Dans ce chapitre, la plupart des dialogues sont directement issus du livre. C'est tout à fait intentionnel, car le but de cette fiction est de raconter l'histoire du point de vue de Ginny, il fallait donc que je reprenne certains éléments que l'on connaît déjà.

J'ai toutefois ajouté ma petite touche personnelle. Les citations directes du livres se feront bien plus rares dans les autres chapitres (voire quasi inexistantes).
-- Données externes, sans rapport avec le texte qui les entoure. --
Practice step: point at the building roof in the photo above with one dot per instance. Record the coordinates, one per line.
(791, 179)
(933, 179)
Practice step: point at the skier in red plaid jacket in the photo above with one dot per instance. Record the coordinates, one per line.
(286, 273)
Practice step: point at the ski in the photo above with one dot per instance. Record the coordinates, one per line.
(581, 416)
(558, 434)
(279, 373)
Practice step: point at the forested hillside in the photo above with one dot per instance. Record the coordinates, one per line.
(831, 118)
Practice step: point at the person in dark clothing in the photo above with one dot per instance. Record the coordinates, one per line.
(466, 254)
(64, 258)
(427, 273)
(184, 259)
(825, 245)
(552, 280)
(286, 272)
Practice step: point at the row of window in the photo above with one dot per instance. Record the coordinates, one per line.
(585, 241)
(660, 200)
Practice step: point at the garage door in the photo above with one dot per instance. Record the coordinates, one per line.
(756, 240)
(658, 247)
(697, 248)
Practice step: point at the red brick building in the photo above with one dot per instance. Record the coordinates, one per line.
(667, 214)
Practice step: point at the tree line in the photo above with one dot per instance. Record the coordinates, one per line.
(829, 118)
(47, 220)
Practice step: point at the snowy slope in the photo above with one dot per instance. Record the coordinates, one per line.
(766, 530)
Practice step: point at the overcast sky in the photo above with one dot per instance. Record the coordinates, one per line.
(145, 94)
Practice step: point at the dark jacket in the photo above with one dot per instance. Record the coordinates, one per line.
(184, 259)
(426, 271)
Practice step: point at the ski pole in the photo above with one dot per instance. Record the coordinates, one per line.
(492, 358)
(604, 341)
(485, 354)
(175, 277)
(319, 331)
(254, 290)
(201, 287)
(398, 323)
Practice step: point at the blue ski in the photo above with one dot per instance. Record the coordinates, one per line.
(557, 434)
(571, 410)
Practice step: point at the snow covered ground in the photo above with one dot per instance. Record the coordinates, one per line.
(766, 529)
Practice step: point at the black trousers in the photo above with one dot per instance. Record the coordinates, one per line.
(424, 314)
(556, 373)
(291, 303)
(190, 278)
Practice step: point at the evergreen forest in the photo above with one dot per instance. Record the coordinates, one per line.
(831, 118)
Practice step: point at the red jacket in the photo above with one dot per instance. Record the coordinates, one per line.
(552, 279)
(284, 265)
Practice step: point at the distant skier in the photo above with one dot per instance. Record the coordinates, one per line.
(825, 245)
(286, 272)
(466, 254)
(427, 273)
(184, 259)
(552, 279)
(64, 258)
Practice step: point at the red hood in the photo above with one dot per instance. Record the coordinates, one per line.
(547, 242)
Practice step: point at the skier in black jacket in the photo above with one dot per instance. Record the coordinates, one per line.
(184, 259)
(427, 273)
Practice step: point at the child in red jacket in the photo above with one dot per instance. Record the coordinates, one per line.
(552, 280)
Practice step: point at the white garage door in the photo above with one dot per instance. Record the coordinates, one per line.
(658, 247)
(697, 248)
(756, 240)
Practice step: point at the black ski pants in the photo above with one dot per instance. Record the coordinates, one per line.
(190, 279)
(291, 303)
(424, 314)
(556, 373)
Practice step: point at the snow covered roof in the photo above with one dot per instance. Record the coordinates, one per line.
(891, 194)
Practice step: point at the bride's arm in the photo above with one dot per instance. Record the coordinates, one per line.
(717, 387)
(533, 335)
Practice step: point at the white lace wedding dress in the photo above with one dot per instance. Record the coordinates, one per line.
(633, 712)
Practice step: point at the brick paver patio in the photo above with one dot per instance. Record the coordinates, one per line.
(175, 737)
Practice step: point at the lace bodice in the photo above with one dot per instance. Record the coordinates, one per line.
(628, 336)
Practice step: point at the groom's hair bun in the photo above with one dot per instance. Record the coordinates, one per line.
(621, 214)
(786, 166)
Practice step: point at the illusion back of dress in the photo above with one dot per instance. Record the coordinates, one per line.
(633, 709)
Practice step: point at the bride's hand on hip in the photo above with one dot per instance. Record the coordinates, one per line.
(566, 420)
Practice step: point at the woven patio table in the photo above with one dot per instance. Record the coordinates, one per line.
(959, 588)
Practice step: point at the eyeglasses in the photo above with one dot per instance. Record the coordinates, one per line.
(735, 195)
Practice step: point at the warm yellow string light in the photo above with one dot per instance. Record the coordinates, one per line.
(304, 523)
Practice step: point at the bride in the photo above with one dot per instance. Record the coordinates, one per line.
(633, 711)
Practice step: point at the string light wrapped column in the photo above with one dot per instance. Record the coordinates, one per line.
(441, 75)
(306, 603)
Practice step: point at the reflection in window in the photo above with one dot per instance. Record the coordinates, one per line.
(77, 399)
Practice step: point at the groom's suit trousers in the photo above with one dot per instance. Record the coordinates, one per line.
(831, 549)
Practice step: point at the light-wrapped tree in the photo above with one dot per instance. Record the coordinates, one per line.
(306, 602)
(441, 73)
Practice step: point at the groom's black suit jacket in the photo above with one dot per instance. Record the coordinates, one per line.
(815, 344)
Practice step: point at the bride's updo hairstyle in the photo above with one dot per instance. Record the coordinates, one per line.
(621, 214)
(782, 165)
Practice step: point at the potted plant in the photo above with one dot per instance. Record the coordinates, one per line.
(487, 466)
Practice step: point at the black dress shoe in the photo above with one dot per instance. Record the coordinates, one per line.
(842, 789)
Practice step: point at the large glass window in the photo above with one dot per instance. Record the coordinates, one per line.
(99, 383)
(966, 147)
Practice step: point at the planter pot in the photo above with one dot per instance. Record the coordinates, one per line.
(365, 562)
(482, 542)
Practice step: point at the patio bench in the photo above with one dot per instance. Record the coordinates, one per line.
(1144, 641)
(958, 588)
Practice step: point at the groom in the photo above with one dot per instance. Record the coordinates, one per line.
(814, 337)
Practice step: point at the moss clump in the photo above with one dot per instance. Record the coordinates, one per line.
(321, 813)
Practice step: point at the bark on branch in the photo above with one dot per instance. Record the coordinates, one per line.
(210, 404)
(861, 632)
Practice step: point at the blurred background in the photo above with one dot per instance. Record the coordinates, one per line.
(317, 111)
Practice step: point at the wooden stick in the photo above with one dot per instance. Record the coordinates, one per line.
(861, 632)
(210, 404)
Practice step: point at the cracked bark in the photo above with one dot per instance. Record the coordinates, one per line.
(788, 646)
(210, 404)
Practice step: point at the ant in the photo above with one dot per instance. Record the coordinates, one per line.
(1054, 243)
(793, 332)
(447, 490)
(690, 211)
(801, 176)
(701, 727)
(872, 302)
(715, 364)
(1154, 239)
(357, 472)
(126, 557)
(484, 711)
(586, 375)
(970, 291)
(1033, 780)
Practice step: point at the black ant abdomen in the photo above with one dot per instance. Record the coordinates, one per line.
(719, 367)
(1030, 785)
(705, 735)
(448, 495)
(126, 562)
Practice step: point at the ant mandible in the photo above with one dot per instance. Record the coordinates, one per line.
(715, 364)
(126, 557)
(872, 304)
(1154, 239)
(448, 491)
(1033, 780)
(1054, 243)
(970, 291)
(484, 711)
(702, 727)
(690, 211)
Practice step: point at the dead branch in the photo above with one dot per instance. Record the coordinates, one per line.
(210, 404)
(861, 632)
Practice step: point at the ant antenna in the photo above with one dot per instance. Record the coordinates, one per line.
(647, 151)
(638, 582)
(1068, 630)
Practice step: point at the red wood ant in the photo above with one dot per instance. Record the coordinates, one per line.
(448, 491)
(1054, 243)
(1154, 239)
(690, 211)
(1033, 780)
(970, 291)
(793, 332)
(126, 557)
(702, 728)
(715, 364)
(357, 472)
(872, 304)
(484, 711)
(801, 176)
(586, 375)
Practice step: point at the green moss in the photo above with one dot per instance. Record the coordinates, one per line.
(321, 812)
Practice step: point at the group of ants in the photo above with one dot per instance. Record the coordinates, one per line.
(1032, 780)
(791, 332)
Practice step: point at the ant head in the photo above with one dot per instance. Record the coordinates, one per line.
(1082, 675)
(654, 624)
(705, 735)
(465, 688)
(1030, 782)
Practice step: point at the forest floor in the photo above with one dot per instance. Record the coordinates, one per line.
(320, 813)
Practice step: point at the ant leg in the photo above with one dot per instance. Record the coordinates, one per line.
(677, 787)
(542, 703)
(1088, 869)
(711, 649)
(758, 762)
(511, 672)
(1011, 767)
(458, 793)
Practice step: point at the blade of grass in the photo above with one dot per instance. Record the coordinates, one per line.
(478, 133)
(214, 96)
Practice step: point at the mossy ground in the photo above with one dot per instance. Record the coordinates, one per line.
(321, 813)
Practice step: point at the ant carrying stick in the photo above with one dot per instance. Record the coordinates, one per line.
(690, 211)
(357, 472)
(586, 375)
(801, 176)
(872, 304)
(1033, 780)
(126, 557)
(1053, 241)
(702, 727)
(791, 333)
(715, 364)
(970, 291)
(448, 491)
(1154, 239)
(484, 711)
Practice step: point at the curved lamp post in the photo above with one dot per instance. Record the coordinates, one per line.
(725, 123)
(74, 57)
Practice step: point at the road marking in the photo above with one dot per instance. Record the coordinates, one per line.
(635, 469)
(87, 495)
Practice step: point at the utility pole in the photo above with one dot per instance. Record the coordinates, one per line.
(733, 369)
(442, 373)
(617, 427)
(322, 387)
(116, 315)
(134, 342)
Disclaimer : L'univers et les personnages demeurent la propriété de notre très chère JK Rowling

N'hésitez pas à me faire part de vos impressions !

Bonne lecture !


CHAPITRE 2

Frissons d'anniversaire

...

- Fol Œil est mort.

Les mots de Bill résonnèrent aux oreilles de Ginny sans qu'elle n'en assimile tout de suite le sens. Puis quelque chose sembla s'effondrer à l'intérieur d'elle-même.

- Le maléfice de Voldemort a atteint Fol Œil en pleine tête. Il a été projeté en arrière et il est tombé de son balai... Nous ne pouvions rien faire, rien, nous avions une demi-douzaine de Mangemorts à nos trousses.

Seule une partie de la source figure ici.